Members may recall that a couple of years ago our collection of ‘curios’ was augmented when we discovered some eighteenth-century slate wine labels that had apparently lain undetected in our wine cellar since shortly after the house was built.
Our collection received another addition in May, in equally unlikely circumstances. Following a feature about the RSAI and its Du Noyer collection on the BBC 4 documentary ‘Great Irish Journeys with Martha Kearney’ we received a package in the post from an English gentleman. He had been watching the documentary and decided that we were an interesting place, and suitable repository for some items from his collection. The package which he sent included a Victorian scrapbook and a small piece of wood.
The piece of wood, wrapped in a plastic Asda bag, caused some puzzlement at first, until examined by one of our library volunteers, Sophie Hogan, who is an art history graduate. She realised that one side was painted, and staring out from the gloom of the grimy front of the panel was a pair of eyes.
The panel originally appears to have formed part of a triptych, with two hinged leaves, now lost, used to protect the image of Christ (or possibly a saint) within, but also, when opened to act as a support for this small, free-standing icon. The painting is on a gesso base and has been coated with a wax.
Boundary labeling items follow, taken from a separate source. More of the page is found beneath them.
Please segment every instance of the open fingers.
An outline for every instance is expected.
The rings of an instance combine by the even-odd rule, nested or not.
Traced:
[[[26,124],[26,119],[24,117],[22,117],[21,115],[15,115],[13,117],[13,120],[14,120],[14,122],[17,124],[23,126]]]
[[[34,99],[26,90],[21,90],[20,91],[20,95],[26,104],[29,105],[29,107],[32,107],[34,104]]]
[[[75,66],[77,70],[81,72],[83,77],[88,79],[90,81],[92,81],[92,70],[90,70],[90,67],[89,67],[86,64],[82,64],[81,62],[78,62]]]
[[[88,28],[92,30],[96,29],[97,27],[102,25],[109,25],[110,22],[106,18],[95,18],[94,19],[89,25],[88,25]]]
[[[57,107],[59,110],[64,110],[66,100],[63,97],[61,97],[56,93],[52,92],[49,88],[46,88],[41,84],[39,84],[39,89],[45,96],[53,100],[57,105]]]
All of the techniques, and the materials (so far as one can tell without proper scientific analysis), appear to fit with a medieval date.
On contacting the donor, he informed us that he had purchased the piece in an antique shop in Spain, and recent correspondence with a medieval art historian based in Girona has confirmed that the most likely origin for the piece is in the Taüll area of Catalonia. Once we have consolidated and gently cleaned the piece, we hope to put it on display in Society House.